KOMİSYON KONUŞMASI

UĞUR BAYRAKTUTAN (Artvin) - Teşekkür ediyorum Sayın Başkanım.

Sayın Başkan, daha önce de konuşmalarımda belirtmiş olduğum üzere, özellikle Anayasa'nın 67'nci maddesinde belirtilen seçimlerin güvenliği, seçimlerin yapılmasına ilişkin temel hükümler çerçevesinde kaygılarımızı daha önce ayrıntılı olarak belirtmiştik, onları tekrarlıyoruz.
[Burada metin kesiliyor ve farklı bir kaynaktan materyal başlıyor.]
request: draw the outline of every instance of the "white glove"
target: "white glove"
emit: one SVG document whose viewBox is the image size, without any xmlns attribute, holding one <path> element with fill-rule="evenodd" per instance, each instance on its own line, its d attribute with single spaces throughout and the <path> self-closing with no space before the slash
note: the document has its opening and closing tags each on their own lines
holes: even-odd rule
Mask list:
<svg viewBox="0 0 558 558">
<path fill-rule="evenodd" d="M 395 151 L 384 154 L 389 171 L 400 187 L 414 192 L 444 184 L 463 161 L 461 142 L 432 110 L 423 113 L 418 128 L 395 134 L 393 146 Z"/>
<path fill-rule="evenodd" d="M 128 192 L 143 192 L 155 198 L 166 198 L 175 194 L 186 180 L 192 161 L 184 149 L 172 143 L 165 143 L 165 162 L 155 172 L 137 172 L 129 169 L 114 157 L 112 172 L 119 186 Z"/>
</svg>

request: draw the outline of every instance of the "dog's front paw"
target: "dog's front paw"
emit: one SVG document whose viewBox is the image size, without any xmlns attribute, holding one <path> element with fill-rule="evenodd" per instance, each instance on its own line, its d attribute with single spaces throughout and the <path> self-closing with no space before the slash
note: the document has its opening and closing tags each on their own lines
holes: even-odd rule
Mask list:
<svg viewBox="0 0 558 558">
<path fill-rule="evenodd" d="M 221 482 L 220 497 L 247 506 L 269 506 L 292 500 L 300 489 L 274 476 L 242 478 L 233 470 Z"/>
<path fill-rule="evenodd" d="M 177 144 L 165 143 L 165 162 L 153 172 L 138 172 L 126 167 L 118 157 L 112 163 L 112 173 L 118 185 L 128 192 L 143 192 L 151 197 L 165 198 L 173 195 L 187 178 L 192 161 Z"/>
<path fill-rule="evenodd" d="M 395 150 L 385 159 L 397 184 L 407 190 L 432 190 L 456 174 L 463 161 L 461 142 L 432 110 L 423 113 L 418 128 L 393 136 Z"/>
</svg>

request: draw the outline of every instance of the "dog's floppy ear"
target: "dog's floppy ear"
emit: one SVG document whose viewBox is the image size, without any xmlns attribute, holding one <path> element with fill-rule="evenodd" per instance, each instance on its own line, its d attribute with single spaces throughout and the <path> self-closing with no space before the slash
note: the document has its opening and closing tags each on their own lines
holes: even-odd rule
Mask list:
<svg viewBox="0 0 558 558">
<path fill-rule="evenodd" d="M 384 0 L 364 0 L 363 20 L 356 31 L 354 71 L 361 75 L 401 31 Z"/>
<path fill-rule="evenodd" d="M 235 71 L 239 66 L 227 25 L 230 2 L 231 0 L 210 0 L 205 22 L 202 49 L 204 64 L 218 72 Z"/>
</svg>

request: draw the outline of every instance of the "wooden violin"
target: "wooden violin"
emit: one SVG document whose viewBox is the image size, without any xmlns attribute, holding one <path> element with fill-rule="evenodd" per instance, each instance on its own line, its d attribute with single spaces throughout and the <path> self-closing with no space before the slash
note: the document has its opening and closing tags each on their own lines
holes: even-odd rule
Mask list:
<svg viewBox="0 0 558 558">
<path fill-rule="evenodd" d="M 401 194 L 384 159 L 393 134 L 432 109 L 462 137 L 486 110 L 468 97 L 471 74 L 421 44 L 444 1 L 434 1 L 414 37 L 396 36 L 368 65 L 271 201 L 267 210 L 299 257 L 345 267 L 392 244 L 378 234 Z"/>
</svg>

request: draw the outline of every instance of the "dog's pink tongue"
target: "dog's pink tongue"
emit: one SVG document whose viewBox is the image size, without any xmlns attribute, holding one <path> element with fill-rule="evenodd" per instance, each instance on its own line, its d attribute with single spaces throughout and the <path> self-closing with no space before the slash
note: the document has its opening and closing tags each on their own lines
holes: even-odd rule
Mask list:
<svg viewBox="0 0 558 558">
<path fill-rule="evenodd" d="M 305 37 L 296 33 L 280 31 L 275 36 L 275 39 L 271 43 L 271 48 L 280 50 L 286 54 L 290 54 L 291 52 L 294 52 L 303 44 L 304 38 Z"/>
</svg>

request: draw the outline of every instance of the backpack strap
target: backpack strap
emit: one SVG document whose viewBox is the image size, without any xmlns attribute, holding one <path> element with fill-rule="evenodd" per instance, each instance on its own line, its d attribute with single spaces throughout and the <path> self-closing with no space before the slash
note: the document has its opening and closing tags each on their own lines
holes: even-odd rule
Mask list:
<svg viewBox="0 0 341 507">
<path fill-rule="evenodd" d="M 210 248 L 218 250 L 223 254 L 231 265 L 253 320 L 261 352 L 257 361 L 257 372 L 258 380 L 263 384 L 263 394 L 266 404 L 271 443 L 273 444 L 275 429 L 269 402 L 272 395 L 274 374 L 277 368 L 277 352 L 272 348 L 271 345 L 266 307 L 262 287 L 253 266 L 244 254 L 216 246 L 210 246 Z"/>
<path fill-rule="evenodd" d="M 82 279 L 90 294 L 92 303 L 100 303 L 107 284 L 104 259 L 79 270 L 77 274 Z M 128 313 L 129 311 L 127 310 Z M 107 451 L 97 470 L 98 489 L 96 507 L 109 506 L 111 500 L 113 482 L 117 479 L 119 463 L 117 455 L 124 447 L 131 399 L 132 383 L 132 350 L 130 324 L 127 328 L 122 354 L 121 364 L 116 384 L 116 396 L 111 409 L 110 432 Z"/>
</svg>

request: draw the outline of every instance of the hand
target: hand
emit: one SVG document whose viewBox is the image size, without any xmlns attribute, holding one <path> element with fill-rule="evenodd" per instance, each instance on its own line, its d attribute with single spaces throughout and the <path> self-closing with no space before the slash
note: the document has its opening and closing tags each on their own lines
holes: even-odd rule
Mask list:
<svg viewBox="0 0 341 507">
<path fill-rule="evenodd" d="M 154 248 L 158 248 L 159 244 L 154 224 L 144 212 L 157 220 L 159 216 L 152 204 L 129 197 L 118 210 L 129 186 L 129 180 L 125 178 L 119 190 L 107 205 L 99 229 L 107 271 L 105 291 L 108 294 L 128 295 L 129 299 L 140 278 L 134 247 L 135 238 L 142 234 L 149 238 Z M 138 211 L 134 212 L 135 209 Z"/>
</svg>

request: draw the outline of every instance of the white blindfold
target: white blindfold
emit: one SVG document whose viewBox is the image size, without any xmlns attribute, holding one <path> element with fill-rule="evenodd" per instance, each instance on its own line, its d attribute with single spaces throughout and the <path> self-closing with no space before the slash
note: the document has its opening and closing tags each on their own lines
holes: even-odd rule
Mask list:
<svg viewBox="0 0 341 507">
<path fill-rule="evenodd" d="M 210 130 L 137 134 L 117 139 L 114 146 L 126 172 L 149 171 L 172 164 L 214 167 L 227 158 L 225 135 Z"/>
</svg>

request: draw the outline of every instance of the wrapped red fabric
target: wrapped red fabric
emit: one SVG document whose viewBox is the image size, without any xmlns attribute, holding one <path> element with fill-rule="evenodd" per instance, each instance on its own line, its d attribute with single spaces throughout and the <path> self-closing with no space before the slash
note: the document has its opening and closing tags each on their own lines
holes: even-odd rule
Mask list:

Burada, öncelikle, onlara ek olarak ayrıca sandıklarla alakalı, özellikle seçim güvenliğiyle alakalı kaygılarımız var. Seçim güvenliği en temel argümanlardan bir tanesi. O nedenle, şu anda grubumuz adına da bir heyet Genel Başkan Yardımcımızın Başkanlığında bütün siyasi partileri ziyaret ederek bu konuda ortak bir noktada buluşmayla alakalı bir çalışma yürütüyor ve gördüğümüz kadarıyla, aldığımız bilgiler kadarıyla da bütün siyasi partilerden bu konuda da bir ortak konsensüs olması açısından bir ortak irade beyanı ortaya çıkıyor. Tahmin ediyorum, bugün yarın netleşir.

Şimdi, biraz önceki yapılan değerlendirmelerde... Aslında, tabii, birçok kaygılarımız vardı. O kaygılarımızı, tereddütlerimizi özellikle alt komisyonda yapılan çalışmalar esnasında milletvekillerimiz dile getirmeye çalıştılar ama ne yazık ki alt komisyondaki tereddütlerimiz gözardı edildi ve hiçbir şekilde herhangi bir ekleme yapılmadan, getirilen teklifin tümüyle kabul edildiği görüldü. Biraz önceki önerge ilginçti bizim açımızdan. Neden? O da bir anlamda muhalefetle alakalı "Şunları da siz söyleseniz." diye ilginç bir ironi yaptı sayın milletvekili. Ona hiç yorum yapmadan tutanaklara geçmesi açısından paylaşıyorum. Ama bizim oradaki temel görüş ayrılığımız, oradaki terminoloji veya redaksiyonla düzeltilecek kelimenin ötesinde, Anayasa'nın 67'nci maddesinde öngörülen, seçimlerin adil ve güvenli yapılmasına ilişkin temel hükümlerle alakalı maddenin ihlal edilmesi. 67 çok açık bir şekilde ikinci fıkrada seçimlerin ve halk oylamasının serbest, eşit, gizli ve tek dereceli, genel sayım yöntemleriyle yapılmasını ileri sürüyordu.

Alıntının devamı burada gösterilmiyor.